Na reta final de sua trajetória terrena como Bispo de Roma que veio quase do
fim do mundo, ele será coroado não pelos poderosos, mas pelos pobres, pelos
migrantes, pelos sem-teto, pelos marginalizados que foram colocados no centro
de tantas páginas de seu magistério e que estão no centro de cada página do Evangelho.
Já as palavras pronunciadas na manhã da
Segunda-feira do Anjo pelo cardeal camerlengo Kevin Joseph Farrell para
anunciar a morte inesperada do Papa Francisco haviam sublinhado essa pedra
angular de seu ensinamento: “Ele nos ensinou a viver os valores do Evangelho
com fidelidade, coragem e amor universal, especialmente em favor dos mais
pobres e marginalizados”. “Como eu gostaria de uma Igreja pobre e para os
pobres”, disse ele no início de seu pontificado. “Para a Igreja, a opção pelos
pobres é uma categoria teológica antes de ser cultural, sociológica, política
ou filosófica.
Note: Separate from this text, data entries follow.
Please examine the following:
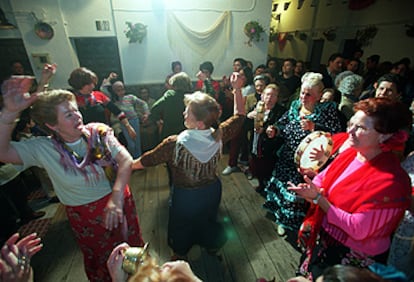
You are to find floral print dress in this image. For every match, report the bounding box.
[263,100,341,230]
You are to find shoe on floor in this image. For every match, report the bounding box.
[221,166,240,175]
[277,225,286,236]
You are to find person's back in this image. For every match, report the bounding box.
[151,72,192,140]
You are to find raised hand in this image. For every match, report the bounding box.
[230,72,245,89]
[1,76,37,114]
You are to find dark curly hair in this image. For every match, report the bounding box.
[354,98,412,134]
[68,67,98,90]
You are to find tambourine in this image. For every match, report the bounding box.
[295,131,333,171]
[122,243,149,274]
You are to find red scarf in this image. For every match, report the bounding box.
[298,148,411,249]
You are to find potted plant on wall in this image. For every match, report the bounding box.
[124,22,147,43]
[244,21,264,46]
[355,25,378,47]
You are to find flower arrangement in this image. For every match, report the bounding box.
[124,22,147,43]
[244,21,264,46]
[269,27,278,43]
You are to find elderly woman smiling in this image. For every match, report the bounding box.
[264,72,341,236]
[289,98,411,277]
[0,78,143,281]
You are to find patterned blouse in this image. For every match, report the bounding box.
[141,115,245,189]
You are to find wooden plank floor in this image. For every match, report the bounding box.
[32,155,300,282]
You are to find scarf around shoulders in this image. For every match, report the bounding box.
[299,148,410,248]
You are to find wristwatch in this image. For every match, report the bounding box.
[312,192,322,205]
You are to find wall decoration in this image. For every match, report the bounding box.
[34,21,55,40]
[355,25,378,47]
[348,0,375,11]
[124,22,147,43]
[244,21,264,46]
[269,26,278,43]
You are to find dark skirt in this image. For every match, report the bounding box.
[168,179,227,256]
[298,230,388,281]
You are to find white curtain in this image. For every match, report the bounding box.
[167,11,231,73]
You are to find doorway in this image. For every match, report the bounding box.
[309,39,325,71]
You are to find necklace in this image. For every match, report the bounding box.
[63,135,87,164]
[300,106,312,116]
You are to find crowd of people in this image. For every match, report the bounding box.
[0,50,414,281]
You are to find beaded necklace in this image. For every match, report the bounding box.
[52,123,118,186]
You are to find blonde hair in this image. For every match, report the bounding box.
[30,89,76,134]
[128,257,162,282]
[263,83,280,96]
[302,72,325,93]
[184,91,221,140]
[168,72,192,92]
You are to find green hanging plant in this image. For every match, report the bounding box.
[124,22,147,43]
[244,21,264,46]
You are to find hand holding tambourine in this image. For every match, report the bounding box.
[294,131,333,174]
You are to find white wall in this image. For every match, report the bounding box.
[0,0,271,87]
[269,0,414,63]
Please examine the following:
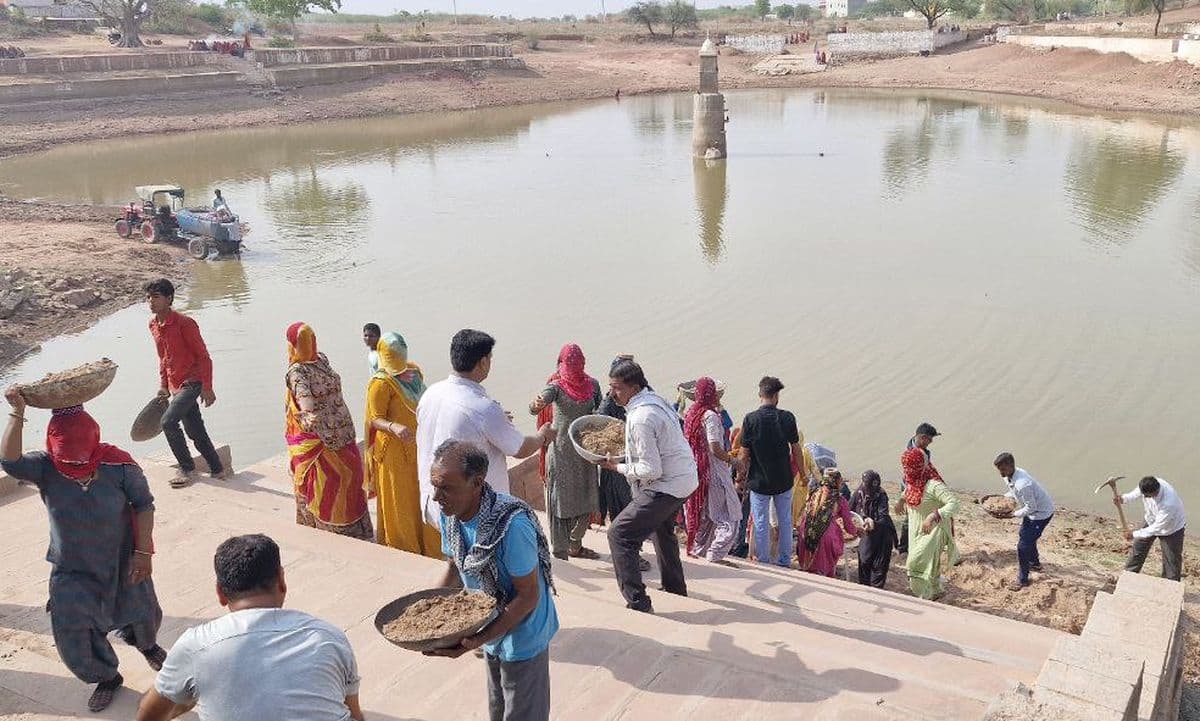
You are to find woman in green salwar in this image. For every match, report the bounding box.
[900,446,959,599]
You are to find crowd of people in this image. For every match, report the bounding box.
[0,280,1186,721]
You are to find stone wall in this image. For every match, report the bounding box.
[1004,35,1180,62]
[0,52,212,76]
[826,30,966,62]
[246,43,512,67]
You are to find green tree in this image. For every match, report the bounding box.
[244,0,342,37]
[662,0,700,37]
[625,0,664,37]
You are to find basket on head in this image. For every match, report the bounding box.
[676,378,725,401]
[130,396,170,443]
[376,588,502,653]
[20,358,116,408]
[566,415,625,463]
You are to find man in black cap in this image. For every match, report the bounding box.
[896,423,941,553]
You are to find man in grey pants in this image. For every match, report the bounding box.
[600,360,700,613]
[1112,475,1188,581]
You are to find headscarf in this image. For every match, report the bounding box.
[683,375,718,549]
[900,446,942,507]
[46,405,137,481]
[446,482,558,603]
[800,468,841,566]
[374,332,425,408]
[547,343,596,403]
[288,322,317,365]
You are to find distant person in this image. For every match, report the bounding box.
[145,278,228,488]
[283,323,374,542]
[416,329,558,524]
[138,534,364,721]
[994,452,1055,591]
[366,332,442,558]
[850,470,896,588]
[1112,475,1188,581]
[742,375,803,567]
[362,323,383,375]
[796,468,863,578]
[428,439,558,721]
[0,386,167,713]
[529,343,600,560]
[600,360,698,613]
[683,377,742,564]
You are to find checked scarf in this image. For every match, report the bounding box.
[446,483,558,603]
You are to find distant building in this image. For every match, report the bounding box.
[824,0,866,18]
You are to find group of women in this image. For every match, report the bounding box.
[280,323,958,599]
[286,323,442,558]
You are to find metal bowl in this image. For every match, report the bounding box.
[376,588,502,653]
[566,415,625,463]
[676,378,725,401]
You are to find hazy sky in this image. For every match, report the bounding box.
[333,0,751,18]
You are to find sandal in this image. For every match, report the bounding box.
[138,645,167,671]
[88,674,125,714]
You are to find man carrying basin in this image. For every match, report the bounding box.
[427,439,558,721]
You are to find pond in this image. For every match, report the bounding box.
[0,90,1200,516]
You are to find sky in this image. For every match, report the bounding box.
[328,0,751,18]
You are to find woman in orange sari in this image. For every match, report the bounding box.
[287,323,374,541]
[366,334,443,558]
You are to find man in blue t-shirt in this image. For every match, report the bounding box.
[430,439,558,721]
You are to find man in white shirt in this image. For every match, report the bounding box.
[138,534,362,721]
[416,329,557,527]
[600,360,700,613]
[1112,475,1188,581]
[994,453,1055,591]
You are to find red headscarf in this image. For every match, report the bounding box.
[46,405,136,481]
[900,446,942,507]
[683,375,718,551]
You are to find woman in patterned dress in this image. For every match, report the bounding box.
[286,323,374,541]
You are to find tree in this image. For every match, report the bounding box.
[244,0,342,37]
[664,0,700,37]
[79,0,151,48]
[906,0,974,30]
[625,0,662,37]
[1126,0,1166,37]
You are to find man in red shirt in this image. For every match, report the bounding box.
[145,278,227,488]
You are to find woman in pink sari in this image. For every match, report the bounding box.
[796,468,862,578]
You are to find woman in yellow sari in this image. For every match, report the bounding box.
[366,334,442,558]
[286,323,374,541]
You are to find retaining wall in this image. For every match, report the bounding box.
[246,43,512,67]
[0,52,212,76]
[266,58,524,86]
[1003,35,1180,62]
[0,72,242,103]
[826,30,967,62]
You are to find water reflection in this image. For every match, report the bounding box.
[1064,128,1186,247]
[883,97,970,200]
[691,158,728,264]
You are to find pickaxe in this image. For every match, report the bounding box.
[1092,475,1129,534]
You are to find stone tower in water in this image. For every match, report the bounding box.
[691,38,726,160]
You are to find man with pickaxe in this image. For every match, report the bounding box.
[1096,475,1188,581]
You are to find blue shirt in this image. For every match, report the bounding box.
[439,503,558,662]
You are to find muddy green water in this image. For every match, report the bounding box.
[0,90,1200,516]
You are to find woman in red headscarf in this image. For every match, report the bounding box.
[286,323,374,541]
[0,386,167,711]
[683,377,742,564]
[529,343,600,559]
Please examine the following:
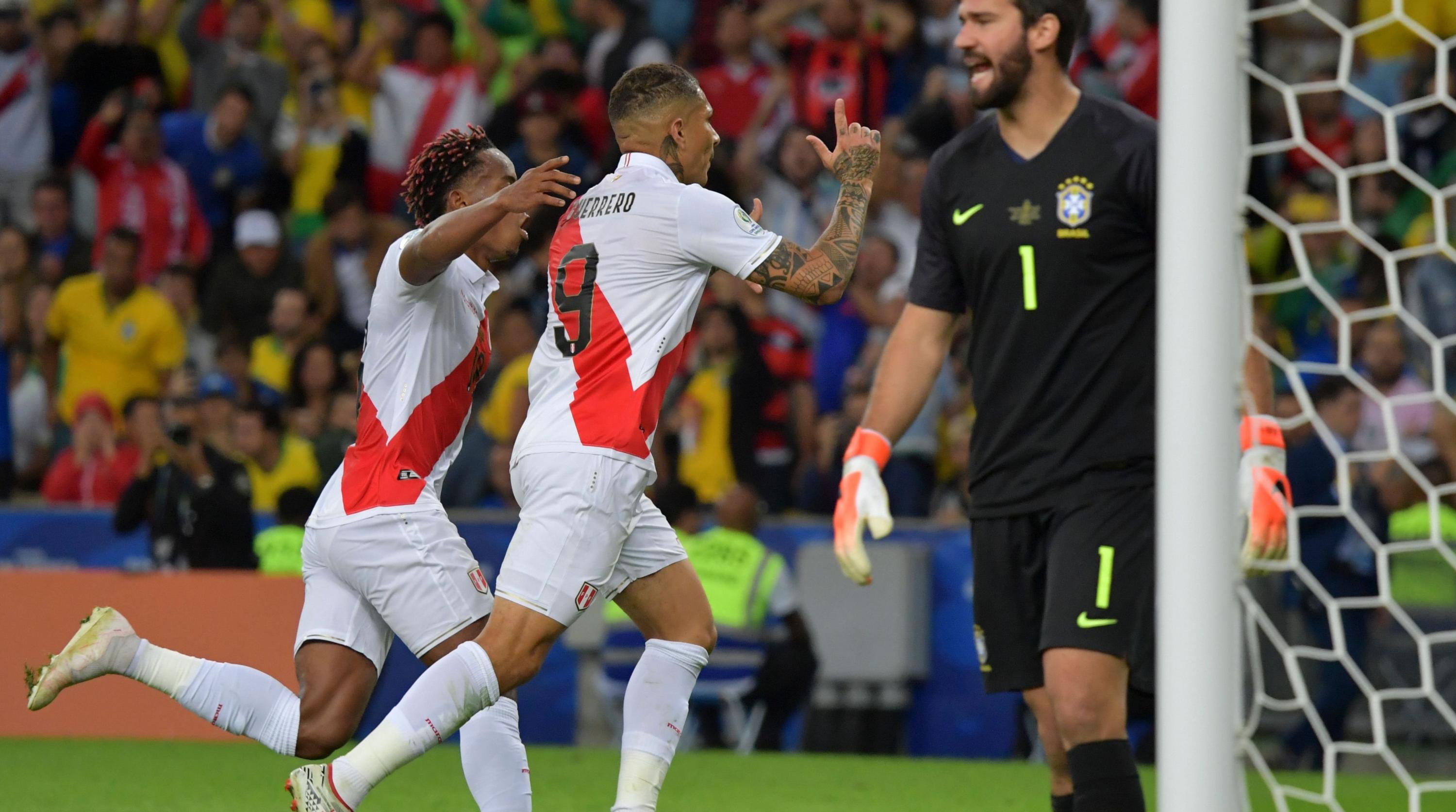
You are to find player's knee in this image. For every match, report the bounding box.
[1056,694,1127,748]
[293,719,354,761]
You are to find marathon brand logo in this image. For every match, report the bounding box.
[577,583,597,611]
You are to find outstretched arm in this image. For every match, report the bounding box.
[748,99,879,304]
[399,156,581,285]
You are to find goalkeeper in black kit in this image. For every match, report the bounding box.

Deus lhes concede “sua primeira misericórdia”. Essa preferência
divina tem consequências na vida de fé de todos os cristãos, que são chamados a
ter “os mesmos sentimentos de Jesus”, escreveu ele na exortação apostólica
“Evangelii gaudium”, um documento que ainda não compreendemos plenamente e que
marcou o curso de seu ministério como Sucessor de Pedro.
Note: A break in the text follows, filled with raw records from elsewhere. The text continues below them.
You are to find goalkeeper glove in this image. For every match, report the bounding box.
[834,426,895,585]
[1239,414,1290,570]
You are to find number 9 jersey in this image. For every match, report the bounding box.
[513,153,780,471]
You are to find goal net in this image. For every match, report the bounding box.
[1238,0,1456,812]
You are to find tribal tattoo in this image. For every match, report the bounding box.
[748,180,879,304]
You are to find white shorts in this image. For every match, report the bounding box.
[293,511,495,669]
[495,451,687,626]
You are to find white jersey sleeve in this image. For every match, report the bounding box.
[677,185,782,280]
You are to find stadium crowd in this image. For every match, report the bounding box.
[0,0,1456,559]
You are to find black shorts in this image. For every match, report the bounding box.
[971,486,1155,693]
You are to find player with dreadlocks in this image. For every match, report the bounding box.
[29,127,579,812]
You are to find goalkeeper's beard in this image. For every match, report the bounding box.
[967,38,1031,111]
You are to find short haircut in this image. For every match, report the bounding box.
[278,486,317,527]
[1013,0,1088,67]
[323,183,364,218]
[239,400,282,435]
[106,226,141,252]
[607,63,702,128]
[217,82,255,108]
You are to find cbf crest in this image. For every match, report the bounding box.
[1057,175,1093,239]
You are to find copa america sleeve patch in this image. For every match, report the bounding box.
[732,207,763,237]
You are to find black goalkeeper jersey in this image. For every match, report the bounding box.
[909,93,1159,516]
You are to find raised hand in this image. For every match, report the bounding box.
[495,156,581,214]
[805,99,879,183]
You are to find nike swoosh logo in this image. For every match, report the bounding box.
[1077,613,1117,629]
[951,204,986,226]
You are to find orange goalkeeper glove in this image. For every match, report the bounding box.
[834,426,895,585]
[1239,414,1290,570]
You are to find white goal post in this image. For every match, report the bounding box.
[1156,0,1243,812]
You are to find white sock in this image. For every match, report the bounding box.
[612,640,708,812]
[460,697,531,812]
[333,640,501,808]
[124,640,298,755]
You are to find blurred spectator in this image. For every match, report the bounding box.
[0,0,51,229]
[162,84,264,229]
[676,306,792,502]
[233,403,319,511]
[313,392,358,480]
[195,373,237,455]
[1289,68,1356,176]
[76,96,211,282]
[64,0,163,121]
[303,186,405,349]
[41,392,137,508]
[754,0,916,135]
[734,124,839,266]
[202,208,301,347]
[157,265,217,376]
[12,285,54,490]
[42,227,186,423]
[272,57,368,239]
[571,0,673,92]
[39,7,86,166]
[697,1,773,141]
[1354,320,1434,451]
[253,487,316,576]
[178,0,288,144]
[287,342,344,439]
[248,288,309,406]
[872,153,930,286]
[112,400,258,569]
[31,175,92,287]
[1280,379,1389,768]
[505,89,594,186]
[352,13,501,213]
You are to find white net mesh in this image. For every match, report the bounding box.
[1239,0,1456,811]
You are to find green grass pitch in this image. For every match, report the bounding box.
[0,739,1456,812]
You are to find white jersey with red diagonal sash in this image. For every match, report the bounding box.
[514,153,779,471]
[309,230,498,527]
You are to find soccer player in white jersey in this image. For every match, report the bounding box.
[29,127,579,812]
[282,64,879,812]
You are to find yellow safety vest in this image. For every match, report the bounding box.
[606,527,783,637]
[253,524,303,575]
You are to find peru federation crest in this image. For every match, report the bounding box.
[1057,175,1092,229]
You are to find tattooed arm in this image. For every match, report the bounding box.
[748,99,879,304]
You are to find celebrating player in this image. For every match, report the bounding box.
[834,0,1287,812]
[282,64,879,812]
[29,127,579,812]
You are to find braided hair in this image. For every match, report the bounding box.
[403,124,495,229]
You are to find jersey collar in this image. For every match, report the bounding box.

Palavras que sempre foram acompanhadas de gestos e
escolhas concretas. O primeiro Papa a escolher o nome do Santo de Assis se
inseriu na esteira dos ensinamentos de seus predecessores, como os de São João
XXIII, que, um mês antes de abrir o Concílio Ecumênico Vaticano II, havia dito:
“A Igreja se apresenta como é e quer ser, como a Igreja de todos, e
particularmente a Igreja dos pobres”. Esse magistério de palavras e gestos,
para o primeiro Papa sul-americano, teve sua origem no Evangelho e nos ensinamentos
dos primeiros Padres da Igreja. Como Santo Ambrósio, que disse: “Não é de suas
posses que você faz uma doação aos pobres; você não faz mais do que dar a eles
o que lhes pertence. Pois é aquilo que é dado em comum para o uso de todos,
aquilo que você anexa. A terra é dada a todos, e não apenas aos ricos”.
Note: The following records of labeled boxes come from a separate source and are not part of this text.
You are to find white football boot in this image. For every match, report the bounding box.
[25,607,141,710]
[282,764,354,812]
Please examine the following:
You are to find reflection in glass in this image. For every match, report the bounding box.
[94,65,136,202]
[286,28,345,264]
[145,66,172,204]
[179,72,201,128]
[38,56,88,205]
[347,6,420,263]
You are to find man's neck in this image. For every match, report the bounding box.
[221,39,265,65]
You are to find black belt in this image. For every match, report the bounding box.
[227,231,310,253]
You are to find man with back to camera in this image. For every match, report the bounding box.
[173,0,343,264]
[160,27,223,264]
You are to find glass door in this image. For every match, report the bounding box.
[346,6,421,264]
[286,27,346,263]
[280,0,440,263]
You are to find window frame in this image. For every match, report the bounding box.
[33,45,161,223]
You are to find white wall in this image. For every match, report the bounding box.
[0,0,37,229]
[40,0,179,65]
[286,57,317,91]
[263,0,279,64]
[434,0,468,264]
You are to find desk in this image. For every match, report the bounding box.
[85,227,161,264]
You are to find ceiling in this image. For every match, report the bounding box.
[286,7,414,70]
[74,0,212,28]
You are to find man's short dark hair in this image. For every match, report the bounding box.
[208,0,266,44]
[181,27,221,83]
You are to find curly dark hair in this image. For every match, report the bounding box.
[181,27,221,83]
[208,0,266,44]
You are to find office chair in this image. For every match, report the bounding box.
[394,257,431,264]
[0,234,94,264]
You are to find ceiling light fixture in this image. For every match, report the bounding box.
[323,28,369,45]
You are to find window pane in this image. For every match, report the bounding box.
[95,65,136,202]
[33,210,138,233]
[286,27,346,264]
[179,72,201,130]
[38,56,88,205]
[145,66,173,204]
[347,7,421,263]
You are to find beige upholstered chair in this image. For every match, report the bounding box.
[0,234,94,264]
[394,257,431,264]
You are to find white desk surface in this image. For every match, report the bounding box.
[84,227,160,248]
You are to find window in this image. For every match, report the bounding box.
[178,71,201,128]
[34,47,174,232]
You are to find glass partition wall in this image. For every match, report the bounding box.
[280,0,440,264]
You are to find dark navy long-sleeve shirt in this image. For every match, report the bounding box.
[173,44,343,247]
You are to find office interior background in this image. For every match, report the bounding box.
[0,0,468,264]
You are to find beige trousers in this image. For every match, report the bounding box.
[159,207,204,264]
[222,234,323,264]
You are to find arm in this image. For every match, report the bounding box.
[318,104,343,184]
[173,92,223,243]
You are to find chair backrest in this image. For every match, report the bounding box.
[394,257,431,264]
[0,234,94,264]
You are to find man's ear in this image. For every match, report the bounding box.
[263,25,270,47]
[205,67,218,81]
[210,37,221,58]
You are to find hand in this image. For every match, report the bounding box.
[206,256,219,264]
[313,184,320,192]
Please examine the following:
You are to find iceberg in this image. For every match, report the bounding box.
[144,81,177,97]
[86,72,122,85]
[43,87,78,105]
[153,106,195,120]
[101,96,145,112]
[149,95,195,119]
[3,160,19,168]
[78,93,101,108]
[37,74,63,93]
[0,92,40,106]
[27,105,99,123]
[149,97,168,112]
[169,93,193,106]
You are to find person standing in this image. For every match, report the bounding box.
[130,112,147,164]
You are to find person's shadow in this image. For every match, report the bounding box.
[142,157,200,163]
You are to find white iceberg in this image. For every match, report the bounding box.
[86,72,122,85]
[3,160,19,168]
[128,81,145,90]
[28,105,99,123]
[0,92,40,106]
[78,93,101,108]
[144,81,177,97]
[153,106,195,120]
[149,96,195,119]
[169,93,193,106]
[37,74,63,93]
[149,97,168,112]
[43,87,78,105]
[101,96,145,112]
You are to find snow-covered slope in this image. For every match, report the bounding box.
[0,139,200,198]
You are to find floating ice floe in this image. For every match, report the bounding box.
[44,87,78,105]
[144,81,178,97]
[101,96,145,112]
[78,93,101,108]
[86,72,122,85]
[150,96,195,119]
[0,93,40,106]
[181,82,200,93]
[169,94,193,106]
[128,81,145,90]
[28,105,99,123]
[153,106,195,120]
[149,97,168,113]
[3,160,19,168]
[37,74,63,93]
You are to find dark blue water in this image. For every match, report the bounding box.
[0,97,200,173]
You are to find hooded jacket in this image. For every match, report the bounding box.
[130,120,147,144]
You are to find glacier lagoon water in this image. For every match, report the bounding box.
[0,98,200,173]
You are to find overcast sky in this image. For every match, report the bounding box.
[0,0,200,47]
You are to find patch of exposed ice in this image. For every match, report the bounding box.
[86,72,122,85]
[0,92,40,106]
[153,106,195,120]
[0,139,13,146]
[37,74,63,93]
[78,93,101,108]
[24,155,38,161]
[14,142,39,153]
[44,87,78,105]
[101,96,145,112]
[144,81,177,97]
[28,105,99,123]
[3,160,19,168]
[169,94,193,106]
Graças a essas palavras, São Paulo VI pôde afirmar
em sua encíclica “Populorum Progressio” que a propriedade privada não constitui
um direito incondicional e absoluto para ninguém, e que ninguém está autorizado
a reservar para seu uso exclusivo o que excede sua necessidade, quando outros
não têm o necessário. Ou como São João Crisóstomo que, em uma famosa homilia,
disse: “Você quer honrar o corpo de Cristo? Não permita que ele seja objeto de
desprezo em seus membros, isto é, nos pobres, privados de roupas para se
cobrirem. Não honrem a Cristo aqui na igreja com panos de seda, enquanto lá
fora vocês o negligenciam quando ele sofre com o frio e a nudez. Aquele que
disse: Este é o meu Corpo, disse também: Vistes-me com fome e não me destes de
comer”.
Longe de leituras ideológicas, a Igreja não tem
interesses políticos a defender quando pede a superação do que Francisco chamou
de “globalização da indiferença”. Movido apenas pelas palavras do Evangelho,
sustentado pela tradição dos Padres da Igreja, o Papa nos convidou a voltar
nosso olhar para os “últimos” prediletos de Jesus. Esses “últimos” que hoje o
acompanharão com seu abraço na última etapa.